Can I be trained by you? I have a thought that in stillness, in stillness, you want to train me and you want to be trained. I have this idea. I think that's sort of what these pictures are about, is that we want to see if other people want us to train them, train them into intimacy with us, tame us. Do other people want us to tame them? And do we want to be tamed by other people? And at the same time, I am a wild animal. And so are you. So you're not necessarily... You're going to maybe jump around a little bit and kick your feet and rear up and make some sounds and run away and run at me. I think that's part of it. That you're going to give me some bumps and some shocks.

[68:48]

I'm up for it. Are you? Yeah. Yes. Yeah.

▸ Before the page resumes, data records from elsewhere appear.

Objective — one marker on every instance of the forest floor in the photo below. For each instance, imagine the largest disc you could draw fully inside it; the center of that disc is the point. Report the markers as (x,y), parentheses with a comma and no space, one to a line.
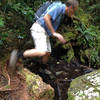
(62,75)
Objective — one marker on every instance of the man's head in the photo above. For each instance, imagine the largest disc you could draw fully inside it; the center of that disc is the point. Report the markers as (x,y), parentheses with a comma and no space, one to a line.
(71,7)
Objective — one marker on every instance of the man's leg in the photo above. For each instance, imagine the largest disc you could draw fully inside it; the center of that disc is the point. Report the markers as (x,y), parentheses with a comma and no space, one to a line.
(45,58)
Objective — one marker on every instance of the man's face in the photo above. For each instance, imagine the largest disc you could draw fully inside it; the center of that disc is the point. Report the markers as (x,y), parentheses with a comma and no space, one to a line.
(71,11)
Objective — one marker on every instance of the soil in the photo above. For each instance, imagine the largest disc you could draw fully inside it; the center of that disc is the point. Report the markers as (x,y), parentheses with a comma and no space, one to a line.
(66,73)
(63,73)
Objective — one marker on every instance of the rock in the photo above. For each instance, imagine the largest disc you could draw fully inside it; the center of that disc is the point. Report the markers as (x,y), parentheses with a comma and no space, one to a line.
(37,88)
(86,87)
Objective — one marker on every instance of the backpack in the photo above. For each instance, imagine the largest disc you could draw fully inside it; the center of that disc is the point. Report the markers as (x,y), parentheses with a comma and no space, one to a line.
(41,10)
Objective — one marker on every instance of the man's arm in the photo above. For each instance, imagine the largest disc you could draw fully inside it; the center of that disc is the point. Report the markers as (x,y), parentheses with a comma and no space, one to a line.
(47,19)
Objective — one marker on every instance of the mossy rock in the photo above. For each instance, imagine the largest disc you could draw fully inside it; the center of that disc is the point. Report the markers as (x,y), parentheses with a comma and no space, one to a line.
(86,87)
(37,88)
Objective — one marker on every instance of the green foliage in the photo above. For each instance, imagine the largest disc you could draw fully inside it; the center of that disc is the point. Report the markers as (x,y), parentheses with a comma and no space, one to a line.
(1,22)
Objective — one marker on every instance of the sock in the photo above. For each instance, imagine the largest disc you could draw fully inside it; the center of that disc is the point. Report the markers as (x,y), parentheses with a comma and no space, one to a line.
(20,54)
(43,66)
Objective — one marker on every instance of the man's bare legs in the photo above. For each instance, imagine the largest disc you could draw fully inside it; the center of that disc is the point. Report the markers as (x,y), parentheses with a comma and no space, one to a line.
(45,58)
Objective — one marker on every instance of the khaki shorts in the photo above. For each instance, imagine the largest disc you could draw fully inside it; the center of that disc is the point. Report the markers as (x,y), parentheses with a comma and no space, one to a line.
(40,37)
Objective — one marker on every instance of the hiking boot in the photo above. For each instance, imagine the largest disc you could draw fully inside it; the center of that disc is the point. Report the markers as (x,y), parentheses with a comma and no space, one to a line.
(13,58)
(45,71)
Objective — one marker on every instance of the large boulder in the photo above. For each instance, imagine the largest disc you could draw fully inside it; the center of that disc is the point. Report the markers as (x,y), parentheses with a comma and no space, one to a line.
(37,88)
(86,87)
(23,85)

So now we have one person that can see she wants to tame me. Two people at least. Okay. Do you want to tame me? What? You want to say something? Go right ahead. Pardon? Literally. You can say maybe it doesn't translate literally, but that's one way to say it. Another way to say it is it does translate literally. It does. And that you have problems when you translate it literally. Because we're actually dealing with literal translations of Chinese words. But also it translates non-literally. It's literal, and when you translate it literally, you learn certain kinds of things. Then you translate it non-literally, and you learn something else.

[69:51]

Then you translate it both literally and non-literally, and you learn something else. So it does translate, and sometimes when you translate it, you feel misgivings or questions or objections. But some people don't. And then when you translate it non-literally, they have a problem with it. So a cow is a kind of non-literal translation of a human being. So anyway, I think We're trying to get at any sense of lack of intimacy, right? Lack of compassion. Is there anything you can't be compassionate with? And we should be revealing where we think this is enough compassion for today. But I feel that you're doing great at training me. I really feel grateful to you for the training you've given me tonight.

[70:55]

And I'm glad you're up for this between these wild beings that we are and the possibility of developing complete compassion through this meditation on these pictures. Thank you so much. And I hope somebody comes back beside me.